Potrei dire una castroneria, ma mi pare che con gli ultimi kernel non sia più necessario.

----------

## Cazzantonio

mi pareva che fosse un problema di udev (parte troppo tardi rispetto a quando vengono richiesti tali device...)

----------

## markgreene

grazie mille a tutti quanti per i consigli (e le rassicurazioni!) su udev :)

probabilmente nelle prossime settimane effettuero' una migrazione a udev puro

... riguardo ad hotplug e coldplug... ammetto il mio strafalcione :p

avevo preso... cavoli per tavoli! pensavo che i due fossero mutuamente esclusivi, ho riletto meglio l'handbook (ho installato un'altra gentoo ieri notte!!!) e... al piu' presto

# emerge coldplug && rc-update...

regards

quasi dimenticavo... devo cambiare il subject?

----------

## randomaze

 *markgreene wrote:*   

> probabilmente nelle prossime settimane effettuero' una migrazione a udev puro

 

Io ho migrato ieri sera....  :Rolling Eyes: 

 *Quote:*   

> quasi dimenticavo... devo cambiare il subject?

 

Io direi che puoi lasciare così e utilizziamo il topic per disquisire su udev in generale, workaround et simili  :Wink: 

----------

## fedeliallalinea

 *randomaze wrote:*   

> Io direi che puoi lasciare così e utilizziamo il topic per disquisire su udev in generale, workaround et simili 

 

Si' l'idea non e' male.
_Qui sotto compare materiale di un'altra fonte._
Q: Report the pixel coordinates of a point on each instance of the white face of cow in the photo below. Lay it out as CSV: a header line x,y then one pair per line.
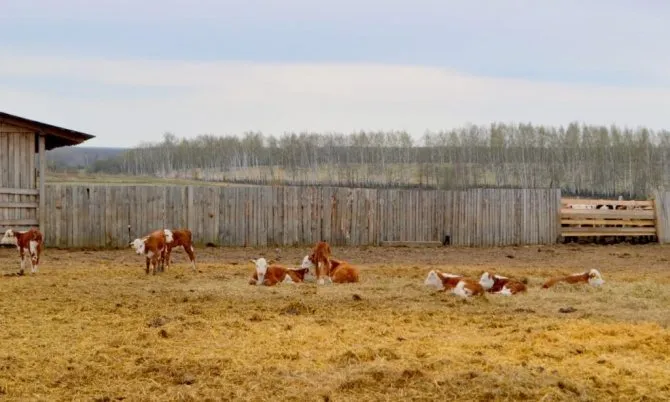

Magari creare nei post utilissimi una sezione "I piu' discussi" con i post importanti.

----------

## ErniBrown

sto cercando di capire meglio il funzionamento di udev, hotplug e coldplug, ma non ho capito bene un paio di cose: se voglio che hotplug carichi un modulo solo quando necessario devo evitare di metterlo nel file /etc/modules.autoload.d/kernel2.6, vero?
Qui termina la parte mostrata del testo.